Cet artiste a aussi dirigé "Le Petit Maître corrigé" de Marivaux, "La Cerisaie" de Tchekhov.

Hors de la Comédie-Française, il a fondé sur ses terres normandes en 2010 avec Daniel San Pedro la Compagnie des Petits Champs, avec laquelle il présente ses propres projets. À son CV également, une collaboration avec Patrice Chéreau pendant une dizaine d'années: il l'assiste à la mise en scène d'opéras, joue dans le long métrage "Gabrielle" ainsi que dans la pièce "Rêve d'automne" de Jon Fosse, prix Nobel de littérature.

Il préside par ailleurs la Société d'histoire du théâtre et enseigne le théâtre à l'école de danse de l'Opéra de Paris.

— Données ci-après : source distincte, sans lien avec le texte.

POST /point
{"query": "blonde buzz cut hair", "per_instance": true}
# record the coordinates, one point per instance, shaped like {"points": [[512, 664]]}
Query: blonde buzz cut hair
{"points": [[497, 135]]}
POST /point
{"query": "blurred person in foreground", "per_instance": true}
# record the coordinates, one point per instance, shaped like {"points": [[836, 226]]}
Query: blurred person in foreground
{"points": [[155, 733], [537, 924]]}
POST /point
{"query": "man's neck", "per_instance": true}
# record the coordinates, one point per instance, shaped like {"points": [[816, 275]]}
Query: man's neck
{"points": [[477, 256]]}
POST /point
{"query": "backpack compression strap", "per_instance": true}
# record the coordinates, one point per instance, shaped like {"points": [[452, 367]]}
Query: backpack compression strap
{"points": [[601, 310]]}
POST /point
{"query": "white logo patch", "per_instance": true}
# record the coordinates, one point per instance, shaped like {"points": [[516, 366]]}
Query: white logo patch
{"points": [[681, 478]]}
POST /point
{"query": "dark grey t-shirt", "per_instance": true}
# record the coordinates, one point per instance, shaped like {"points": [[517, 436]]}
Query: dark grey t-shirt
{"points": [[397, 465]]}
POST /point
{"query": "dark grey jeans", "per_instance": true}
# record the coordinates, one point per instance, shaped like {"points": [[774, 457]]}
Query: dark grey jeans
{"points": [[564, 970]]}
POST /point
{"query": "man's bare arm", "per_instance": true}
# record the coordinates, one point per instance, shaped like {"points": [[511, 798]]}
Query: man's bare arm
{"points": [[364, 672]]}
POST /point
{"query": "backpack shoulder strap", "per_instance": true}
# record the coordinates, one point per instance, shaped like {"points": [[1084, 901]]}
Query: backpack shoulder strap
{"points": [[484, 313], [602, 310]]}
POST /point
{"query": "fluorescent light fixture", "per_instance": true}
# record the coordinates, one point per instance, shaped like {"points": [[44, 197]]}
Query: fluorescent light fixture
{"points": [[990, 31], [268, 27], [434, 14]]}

La maison dont hérite l'acteur et metteur en scène a été dirigée pendant onze ans par Eric Ruf, dont "la dynamique d'ouverture", le "développement du mécénat", le "travail de fond sur l'égalité femme-homme, la diversité de la troupe", le travail sur "la diversité des publics", entre autres, ont été salués par le gouvernement.